U geeft in uw reactie aan dat noch de Minister van Onderwijs, Cultuur en Wetenschap, noch die voor Basis en Voortgezet Onderwijs en Media, noch uzelf mogelijkheden zien de doelmatigheidskorting te verzachten. Die constatering verbaast deze leden zeer. Uitgaande van de Kameruitspraak ligt het immers voor de hand dat u vanuit de totaliteit van de Rijksfinanciën en in meerjarenperspectief naarstig op zoek zou gaan naar het verzachten en bij voorkeur ongedaan maken van deze pijnlijke korting. Niet voor niets heeft de Eerste Kamer met haar uitspraak verzocht om dit mede in het kader van de Voorjaarsnota 2018 te doen. Deze leden kunnen zich voorts voorstellen dat er zich hiertoe de komende jaren ook nog andere gelegenheden zullen voordoen.
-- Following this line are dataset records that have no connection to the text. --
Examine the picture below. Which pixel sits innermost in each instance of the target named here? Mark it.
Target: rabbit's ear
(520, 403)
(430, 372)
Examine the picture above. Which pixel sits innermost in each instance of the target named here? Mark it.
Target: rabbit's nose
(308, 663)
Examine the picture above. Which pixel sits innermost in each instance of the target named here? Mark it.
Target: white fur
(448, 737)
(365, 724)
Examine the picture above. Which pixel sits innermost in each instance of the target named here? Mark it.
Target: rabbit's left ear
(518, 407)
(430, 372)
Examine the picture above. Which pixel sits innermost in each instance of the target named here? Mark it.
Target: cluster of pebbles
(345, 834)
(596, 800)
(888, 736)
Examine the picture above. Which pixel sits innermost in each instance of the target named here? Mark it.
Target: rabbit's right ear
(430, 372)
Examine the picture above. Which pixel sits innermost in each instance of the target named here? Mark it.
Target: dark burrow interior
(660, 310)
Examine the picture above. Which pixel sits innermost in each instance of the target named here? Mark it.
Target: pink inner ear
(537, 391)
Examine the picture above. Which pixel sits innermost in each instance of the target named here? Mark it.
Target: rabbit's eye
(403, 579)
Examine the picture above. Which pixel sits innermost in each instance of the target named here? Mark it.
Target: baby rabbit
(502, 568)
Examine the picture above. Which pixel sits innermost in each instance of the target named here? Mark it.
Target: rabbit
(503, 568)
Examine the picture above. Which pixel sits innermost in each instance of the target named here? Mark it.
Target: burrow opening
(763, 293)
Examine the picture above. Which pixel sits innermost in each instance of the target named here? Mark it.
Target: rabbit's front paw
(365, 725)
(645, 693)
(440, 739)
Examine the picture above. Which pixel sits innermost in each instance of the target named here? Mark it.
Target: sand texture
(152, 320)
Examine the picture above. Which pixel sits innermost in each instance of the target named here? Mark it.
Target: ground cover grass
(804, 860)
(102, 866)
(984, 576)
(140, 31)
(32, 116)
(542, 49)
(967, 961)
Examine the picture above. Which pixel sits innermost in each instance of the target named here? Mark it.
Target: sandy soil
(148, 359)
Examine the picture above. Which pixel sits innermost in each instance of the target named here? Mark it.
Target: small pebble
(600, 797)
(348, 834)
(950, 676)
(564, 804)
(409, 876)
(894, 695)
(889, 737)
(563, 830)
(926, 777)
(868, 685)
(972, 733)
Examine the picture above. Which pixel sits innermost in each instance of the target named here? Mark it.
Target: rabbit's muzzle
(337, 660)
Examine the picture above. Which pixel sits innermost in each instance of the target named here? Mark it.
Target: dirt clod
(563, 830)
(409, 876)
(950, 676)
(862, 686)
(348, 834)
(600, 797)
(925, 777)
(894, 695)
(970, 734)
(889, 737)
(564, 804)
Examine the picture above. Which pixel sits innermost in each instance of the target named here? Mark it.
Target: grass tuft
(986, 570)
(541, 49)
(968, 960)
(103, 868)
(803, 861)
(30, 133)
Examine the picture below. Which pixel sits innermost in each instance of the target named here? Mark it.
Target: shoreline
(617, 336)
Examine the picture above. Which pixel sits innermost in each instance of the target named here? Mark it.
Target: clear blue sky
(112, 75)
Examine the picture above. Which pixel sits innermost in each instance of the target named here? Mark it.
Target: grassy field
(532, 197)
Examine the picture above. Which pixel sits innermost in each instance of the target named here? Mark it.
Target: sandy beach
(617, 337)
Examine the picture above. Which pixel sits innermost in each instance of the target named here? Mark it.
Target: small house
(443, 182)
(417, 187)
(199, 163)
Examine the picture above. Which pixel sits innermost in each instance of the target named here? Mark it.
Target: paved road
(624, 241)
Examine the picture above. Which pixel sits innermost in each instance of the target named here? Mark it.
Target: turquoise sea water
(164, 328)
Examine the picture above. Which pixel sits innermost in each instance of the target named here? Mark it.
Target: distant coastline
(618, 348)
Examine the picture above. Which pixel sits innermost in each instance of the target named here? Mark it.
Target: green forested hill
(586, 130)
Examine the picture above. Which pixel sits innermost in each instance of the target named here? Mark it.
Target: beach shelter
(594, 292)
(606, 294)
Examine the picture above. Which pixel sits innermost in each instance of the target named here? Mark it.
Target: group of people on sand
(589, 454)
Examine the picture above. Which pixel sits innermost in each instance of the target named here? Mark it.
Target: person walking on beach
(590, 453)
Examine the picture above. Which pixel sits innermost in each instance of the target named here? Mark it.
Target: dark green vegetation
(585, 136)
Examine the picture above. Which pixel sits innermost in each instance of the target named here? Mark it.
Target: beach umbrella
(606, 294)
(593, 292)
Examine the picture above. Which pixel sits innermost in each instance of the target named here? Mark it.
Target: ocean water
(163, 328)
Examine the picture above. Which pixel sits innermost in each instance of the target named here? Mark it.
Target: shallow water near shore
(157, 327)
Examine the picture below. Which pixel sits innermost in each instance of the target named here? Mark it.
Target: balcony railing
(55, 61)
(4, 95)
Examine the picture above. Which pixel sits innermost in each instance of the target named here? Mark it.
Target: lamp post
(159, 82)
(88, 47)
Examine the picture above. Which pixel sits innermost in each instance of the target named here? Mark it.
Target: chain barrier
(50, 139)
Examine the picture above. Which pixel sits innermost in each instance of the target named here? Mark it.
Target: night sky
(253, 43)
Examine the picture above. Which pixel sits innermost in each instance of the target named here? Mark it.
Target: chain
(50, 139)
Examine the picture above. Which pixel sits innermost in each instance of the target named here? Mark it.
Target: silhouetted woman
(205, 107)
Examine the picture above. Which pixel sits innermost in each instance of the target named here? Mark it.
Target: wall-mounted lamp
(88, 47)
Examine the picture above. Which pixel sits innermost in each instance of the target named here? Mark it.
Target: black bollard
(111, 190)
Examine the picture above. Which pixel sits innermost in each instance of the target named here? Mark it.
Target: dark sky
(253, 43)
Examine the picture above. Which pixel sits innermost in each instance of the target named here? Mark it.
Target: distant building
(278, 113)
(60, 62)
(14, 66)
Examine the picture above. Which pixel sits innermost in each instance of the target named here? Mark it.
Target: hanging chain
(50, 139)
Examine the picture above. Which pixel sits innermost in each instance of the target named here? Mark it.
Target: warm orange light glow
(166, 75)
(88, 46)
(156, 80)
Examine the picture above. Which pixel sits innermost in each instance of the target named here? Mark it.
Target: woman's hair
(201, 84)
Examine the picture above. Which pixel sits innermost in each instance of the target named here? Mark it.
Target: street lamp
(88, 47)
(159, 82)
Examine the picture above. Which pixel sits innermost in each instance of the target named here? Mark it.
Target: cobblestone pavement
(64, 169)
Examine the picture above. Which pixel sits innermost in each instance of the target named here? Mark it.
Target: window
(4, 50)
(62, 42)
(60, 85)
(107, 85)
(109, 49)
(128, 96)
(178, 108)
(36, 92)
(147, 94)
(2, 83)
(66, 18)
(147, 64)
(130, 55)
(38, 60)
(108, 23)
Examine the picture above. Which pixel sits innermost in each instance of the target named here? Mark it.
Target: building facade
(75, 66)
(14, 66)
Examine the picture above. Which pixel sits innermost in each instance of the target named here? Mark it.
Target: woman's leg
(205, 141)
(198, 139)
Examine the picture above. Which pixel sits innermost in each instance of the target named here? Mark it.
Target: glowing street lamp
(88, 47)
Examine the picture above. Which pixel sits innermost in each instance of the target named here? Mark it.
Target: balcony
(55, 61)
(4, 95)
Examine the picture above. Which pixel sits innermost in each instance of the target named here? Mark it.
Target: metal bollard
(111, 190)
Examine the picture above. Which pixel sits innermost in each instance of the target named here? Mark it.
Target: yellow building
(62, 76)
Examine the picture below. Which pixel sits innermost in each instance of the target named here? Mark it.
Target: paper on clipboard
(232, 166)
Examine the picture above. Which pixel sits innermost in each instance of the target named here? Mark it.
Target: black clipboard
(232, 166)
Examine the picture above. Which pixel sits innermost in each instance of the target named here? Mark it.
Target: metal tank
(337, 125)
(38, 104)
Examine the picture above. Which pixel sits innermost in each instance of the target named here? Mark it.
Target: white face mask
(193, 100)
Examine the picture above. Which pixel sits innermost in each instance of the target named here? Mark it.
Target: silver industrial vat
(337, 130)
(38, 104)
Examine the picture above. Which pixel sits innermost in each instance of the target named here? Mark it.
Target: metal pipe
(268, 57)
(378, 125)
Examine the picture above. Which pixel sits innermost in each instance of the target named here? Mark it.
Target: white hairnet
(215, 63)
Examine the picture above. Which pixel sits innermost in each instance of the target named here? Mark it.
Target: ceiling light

Deze leden verzoeken u alsnog uitvoering te geven aan de motie-Postema c.s., waarbij tevens wordt aangegeven welke opties zijn onderzocht en welke mogelijkheden u de komende jaren ziet om genoemde doelmatigheidskorting te verlagen en bij voorkeur ongedaan te maken. Deze leden zien het resultaat van deze inspanning, bij voorkeur uiterlijk bij de Voorjaarsnota 2018, met belangstelling tegemoet.

Mocht de regering van oordeel blijven dat een doelmatigheidskorting te realiseren is zonder het primaire proces te belasten, dan vragen de leden van de genoemde fracties de regering om preciezer aan te duiden op welke punten dit concreet kan worden gerealiseerd. Ze vragen de regering daarbij hoe de doelmatigheidskorting zich verhoudt tot de extra investeringen en dat per onderwijssector te specificeren zodat het voor de Kamer inzichtelijk wordt wat de impact is van de doelmatigheidskorting is op het primaire proces en op de met de investeringen beoogde kwaliteitsverbeteringen.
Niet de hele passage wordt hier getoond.